Сняв шляпу, она подошла к газовому рожку, но он быстро сказал:
- Нет-нет, не надо больше света. Лучше откроем окно и впустим лунный свет.
Ему почему-то стало страшно увидеть все здесь слишком отчетливо; кроме того, в комнате было душно, и, подняв шторы, он растворил окно. Девушка послушно отошла и села у окна напротив него, облокотившись на подоконник и опустив подбородок на руку. Лунный свет падал на ее щеку, только что напудренную, и на вьющиеся светлые волосы, на плюшевую мебель, на его хаки, и все стало каким-то призрачным, нереальным.
- Как вас зовут? - спросил он.
- Мэй. Это я так придумала. Ваше имя я не спрашиваю. Все равно не скажете.
- Как ты недоверчива, крошка!
- У меня есть на то причины, сам понимаешь.
- Ну, конечно, вы всех нас, мужчин, считаете скотами.
- У меня сто причин всего бояться. Я стала ужасно нервная и никому не доверяю… Ты, наверно, убил много немцев?
Он усмехнулся.
- Это трудно сказать, пока не доходит до рукопашной. Мне пока не приходилось участвовать в таком бою.
- А ты, наверно, рад бы убить немца?
- Рад? Не знаю. Мы все в одинаковом положении, если уж на то пошло.
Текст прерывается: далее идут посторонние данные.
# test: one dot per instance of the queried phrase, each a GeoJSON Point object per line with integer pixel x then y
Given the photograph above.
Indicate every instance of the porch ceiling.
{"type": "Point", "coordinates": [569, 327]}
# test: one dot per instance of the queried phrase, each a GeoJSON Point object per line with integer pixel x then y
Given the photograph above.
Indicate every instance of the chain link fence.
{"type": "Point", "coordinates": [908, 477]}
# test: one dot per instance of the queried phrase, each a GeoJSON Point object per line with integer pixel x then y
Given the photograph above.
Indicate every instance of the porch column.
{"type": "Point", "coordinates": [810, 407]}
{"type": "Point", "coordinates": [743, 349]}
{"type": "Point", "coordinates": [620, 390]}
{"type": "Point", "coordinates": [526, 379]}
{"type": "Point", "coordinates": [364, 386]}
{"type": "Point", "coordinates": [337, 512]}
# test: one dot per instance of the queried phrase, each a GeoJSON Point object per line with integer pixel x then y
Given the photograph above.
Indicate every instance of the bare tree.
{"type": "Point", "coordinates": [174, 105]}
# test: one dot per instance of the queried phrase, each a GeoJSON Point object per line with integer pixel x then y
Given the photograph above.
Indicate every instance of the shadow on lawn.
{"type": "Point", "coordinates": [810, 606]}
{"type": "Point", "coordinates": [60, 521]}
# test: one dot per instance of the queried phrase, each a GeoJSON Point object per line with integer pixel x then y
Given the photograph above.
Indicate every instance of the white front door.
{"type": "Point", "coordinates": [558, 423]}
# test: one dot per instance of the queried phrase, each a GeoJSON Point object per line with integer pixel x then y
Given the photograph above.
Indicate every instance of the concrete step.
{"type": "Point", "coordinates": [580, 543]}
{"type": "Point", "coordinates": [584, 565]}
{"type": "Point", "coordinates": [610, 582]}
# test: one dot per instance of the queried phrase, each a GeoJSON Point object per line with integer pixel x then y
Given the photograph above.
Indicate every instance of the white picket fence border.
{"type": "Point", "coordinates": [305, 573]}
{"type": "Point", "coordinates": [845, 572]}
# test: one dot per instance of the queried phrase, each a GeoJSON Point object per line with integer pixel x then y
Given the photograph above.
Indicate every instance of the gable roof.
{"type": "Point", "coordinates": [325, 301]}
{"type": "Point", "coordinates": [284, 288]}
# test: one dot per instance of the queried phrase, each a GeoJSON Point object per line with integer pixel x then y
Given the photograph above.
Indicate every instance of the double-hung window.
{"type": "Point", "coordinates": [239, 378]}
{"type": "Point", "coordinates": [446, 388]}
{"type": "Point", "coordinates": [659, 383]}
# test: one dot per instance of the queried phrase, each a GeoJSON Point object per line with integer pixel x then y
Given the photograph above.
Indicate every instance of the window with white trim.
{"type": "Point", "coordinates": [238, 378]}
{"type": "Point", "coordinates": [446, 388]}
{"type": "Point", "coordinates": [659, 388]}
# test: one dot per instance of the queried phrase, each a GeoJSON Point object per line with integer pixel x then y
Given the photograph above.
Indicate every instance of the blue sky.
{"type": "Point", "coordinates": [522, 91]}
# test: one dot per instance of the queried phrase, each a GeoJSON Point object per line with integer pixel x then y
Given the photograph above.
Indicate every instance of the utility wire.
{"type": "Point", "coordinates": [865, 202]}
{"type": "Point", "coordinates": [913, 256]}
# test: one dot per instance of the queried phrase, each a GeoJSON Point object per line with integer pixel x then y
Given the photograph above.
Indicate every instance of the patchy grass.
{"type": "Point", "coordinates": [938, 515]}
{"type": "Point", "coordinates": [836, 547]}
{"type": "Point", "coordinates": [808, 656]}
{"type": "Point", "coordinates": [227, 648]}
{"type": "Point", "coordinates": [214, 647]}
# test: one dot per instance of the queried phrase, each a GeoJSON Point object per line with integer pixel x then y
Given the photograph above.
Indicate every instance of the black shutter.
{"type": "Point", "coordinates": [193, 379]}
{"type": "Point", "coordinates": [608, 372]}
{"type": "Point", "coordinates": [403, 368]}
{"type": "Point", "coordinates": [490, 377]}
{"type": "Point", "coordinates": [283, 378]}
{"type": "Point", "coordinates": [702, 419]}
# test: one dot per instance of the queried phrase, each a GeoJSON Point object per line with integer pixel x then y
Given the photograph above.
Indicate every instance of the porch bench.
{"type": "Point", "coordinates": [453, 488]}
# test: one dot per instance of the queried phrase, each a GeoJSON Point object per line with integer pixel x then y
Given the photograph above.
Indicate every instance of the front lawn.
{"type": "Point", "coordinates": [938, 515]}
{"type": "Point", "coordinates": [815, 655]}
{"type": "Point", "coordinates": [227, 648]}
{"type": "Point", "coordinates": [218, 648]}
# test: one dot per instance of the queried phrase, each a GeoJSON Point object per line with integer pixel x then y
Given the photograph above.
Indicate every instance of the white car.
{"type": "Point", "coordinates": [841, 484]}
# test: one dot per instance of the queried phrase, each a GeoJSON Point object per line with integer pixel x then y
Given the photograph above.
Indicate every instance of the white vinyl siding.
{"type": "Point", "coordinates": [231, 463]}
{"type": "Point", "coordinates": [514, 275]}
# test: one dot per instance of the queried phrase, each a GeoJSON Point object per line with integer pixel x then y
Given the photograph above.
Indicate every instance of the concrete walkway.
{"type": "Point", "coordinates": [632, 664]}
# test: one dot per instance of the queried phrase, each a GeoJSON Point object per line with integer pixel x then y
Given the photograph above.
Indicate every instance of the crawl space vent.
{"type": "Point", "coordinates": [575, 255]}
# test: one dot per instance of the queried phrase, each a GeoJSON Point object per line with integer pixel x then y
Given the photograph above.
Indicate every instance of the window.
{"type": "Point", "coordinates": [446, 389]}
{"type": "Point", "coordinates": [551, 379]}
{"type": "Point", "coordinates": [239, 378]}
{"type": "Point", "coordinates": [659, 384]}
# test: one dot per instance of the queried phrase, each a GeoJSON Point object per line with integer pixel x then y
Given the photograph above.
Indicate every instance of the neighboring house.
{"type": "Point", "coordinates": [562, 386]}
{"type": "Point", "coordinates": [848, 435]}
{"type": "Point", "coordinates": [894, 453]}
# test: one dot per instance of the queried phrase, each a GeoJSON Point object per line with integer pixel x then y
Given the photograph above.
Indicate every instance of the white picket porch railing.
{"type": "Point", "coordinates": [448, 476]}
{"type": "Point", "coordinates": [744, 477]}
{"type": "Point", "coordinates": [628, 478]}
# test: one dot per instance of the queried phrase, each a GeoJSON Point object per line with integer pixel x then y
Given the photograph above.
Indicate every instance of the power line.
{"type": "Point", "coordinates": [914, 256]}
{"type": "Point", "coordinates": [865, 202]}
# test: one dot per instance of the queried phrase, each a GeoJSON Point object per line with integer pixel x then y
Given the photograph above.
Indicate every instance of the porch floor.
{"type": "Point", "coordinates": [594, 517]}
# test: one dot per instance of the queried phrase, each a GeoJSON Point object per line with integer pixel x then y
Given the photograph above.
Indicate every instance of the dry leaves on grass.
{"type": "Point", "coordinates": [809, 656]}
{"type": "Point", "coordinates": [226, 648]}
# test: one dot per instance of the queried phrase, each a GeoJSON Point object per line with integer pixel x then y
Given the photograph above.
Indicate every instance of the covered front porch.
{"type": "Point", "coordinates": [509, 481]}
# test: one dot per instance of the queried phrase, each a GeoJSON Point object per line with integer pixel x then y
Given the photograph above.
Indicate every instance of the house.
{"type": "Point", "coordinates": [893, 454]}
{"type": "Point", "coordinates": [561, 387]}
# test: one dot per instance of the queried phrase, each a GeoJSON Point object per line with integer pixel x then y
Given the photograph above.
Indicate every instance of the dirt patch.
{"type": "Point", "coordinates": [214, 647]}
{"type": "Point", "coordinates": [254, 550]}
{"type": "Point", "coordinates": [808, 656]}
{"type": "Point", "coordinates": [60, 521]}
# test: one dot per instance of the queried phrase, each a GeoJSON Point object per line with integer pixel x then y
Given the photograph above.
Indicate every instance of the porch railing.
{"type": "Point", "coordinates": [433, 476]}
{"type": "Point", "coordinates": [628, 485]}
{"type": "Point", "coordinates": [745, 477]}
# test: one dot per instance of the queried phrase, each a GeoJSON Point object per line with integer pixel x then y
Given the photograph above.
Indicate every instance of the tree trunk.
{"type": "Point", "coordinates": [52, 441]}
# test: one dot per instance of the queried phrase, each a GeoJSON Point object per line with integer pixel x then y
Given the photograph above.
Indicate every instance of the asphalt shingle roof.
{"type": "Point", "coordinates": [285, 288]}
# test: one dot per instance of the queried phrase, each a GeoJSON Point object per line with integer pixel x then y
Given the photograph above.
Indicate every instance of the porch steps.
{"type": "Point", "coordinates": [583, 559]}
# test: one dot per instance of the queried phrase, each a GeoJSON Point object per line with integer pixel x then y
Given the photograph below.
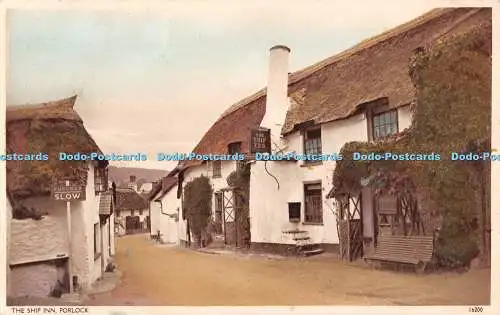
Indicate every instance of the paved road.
{"type": "Point", "coordinates": [154, 275]}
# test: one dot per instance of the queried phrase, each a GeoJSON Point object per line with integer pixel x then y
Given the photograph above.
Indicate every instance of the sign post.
{"type": "Point", "coordinates": [260, 141]}
{"type": "Point", "coordinates": [70, 260]}
{"type": "Point", "coordinates": [68, 192]}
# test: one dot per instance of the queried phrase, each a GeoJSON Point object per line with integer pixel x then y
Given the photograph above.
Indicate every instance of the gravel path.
{"type": "Point", "coordinates": [154, 275]}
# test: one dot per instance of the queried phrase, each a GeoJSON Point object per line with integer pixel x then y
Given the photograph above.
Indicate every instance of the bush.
{"type": "Point", "coordinates": [198, 206]}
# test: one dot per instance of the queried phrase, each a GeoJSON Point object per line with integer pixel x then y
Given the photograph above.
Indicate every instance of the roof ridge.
{"type": "Point", "coordinates": [64, 102]}
{"type": "Point", "coordinates": [365, 44]}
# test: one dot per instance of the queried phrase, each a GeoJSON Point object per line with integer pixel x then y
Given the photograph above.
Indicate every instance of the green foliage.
{"type": "Point", "coordinates": [198, 205]}
{"type": "Point", "coordinates": [452, 113]}
{"type": "Point", "coordinates": [240, 181]}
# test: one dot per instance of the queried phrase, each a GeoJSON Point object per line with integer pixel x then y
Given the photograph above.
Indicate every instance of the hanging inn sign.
{"type": "Point", "coordinates": [68, 191]}
{"type": "Point", "coordinates": [260, 141]}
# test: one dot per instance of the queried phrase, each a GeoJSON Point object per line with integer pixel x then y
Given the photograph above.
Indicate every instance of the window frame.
{"type": "Point", "coordinates": [100, 179]}
{"type": "Point", "coordinates": [97, 236]}
{"type": "Point", "coordinates": [384, 113]}
{"type": "Point", "coordinates": [216, 171]}
{"type": "Point", "coordinates": [316, 217]}
{"type": "Point", "coordinates": [317, 146]}
{"type": "Point", "coordinates": [231, 147]}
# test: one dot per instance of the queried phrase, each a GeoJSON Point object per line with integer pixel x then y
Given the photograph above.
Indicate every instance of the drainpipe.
{"type": "Point", "coordinates": [102, 248]}
{"type": "Point", "coordinates": [164, 213]}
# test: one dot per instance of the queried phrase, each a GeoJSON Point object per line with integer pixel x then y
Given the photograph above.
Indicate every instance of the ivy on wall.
{"type": "Point", "coordinates": [197, 206]}
{"type": "Point", "coordinates": [451, 113]}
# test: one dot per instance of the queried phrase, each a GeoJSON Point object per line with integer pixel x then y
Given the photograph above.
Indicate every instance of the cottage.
{"type": "Point", "coordinates": [132, 212]}
{"type": "Point", "coordinates": [46, 256]}
{"type": "Point", "coordinates": [165, 211]}
{"type": "Point", "coordinates": [362, 94]}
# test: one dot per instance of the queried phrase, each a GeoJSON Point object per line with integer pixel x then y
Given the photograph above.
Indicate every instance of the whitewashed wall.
{"type": "Point", "coordinates": [41, 240]}
{"type": "Point", "coordinates": [91, 210]}
{"type": "Point", "coordinates": [112, 234]}
{"type": "Point", "coordinates": [169, 228]}
{"type": "Point", "coordinates": [154, 209]}
{"type": "Point", "coordinates": [269, 205]}
{"type": "Point", "coordinates": [8, 271]}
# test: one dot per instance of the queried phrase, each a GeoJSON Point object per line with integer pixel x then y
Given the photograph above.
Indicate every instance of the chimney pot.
{"type": "Point", "coordinates": [280, 47]}
{"type": "Point", "coordinates": [277, 91]}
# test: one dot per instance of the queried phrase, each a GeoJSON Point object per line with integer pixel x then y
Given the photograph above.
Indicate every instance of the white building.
{"type": "Point", "coordinates": [146, 188]}
{"type": "Point", "coordinates": [132, 212]}
{"type": "Point", "coordinates": [165, 211]}
{"type": "Point", "coordinates": [40, 245]}
{"type": "Point", "coordinates": [361, 94]}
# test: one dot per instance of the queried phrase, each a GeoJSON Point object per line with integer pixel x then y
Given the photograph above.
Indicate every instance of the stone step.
{"type": "Point", "coordinates": [312, 252]}
{"type": "Point", "coordinates": [295, 232]}
{"type": "Point", "coordinates": [306, 246]}
{"type": "Point", "coordinates": [301, 238]}
{"type": "Point", "coordinates": [74, 297]}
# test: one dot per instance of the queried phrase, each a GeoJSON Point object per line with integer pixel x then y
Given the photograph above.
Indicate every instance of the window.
{"type": "Point", "coordinates": [100, 179]}
{"type": "Point", "coordinates": [216, 168]}
{"type": "Point", "coordinates": [240, 165]}
{"type": "Point", "coordinates": [385, 124]}
{"type": "Point", "coordinates": [234, 148]}
{"type": "Point", "coordinates": [313, 203]}
{"type": "Point", "coordinates": [294, 211]}
{"type": "Point", "coordinates": [97, 251]}
{"type": "Point", "coordinates": [312, 142]}
{"type": "Point", "coordinates": [218, 213]}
Нам совсем не нравится убивать друг друга. Но мы выполняем свои обязанности, вот и все.
- Как это ужасно! Может быть, и мои братья убиты.
- Ты не получаешь никаких вестей?
- Нет, где там! Я ничего не знаю ни о ком. Как будто у меня нет родины. Все мои близкие - папа, мама, сестры, братья… Нет, я их, наверно, уже никогда не увижу. Война… она крушит и крушит все… разбивает сердца.
Она снова прикусила мелкими зубами нижнюю губу, будто огрызаясь.
- Знаешь, о чем я думала, когда ты подошел? О своем родном городе и о нашей реке ночью, при луне. Если бы можно было увидеть все это, я была бы счастлива. Ты когда-нибудь тосковал по дому?
- Да… там, в окопах. Но об этом не говорят, стыдно перед товарищами.
- Ну еще бы, - прошипела она. - Вы там все товарищи. А мне-то каково одной здесь, где все меня презирают и ненавидят, где меня могут схватить и посадить в тюрьму.
Он слышал ее учащенное дыхание, и ему стало жаль ее. Наклонившись, он дотронулся до ее колена и пробормотал: "Ну, ну, не надо!"
- Ты первый пожалел меня! Я так отвыкла от этого, - проговорила она глухо. - Тебе я скажу правду… Я не русская. Я немка.
Это признание, этот задыхающийся голос! Он подумал: "Что же, она воображает, будто мы воюем с женщинами?"
- Какое это имеет значение, дорогая?
Она посмотрела на него пристально, словно хотела заглянуть в душу, и сказала медленно:
- Мне это уже говорили. Но тот человек думал о другом. Ты очень хороший. Я рада, что встретила тебя. Ты в людях видишь хорошее, а это главное в жизни… потому что на самом деле в людях мало хорошего.
Он улыбнулся:
- Ах ты, маленький циник! - и подумал: "Да это и понятно".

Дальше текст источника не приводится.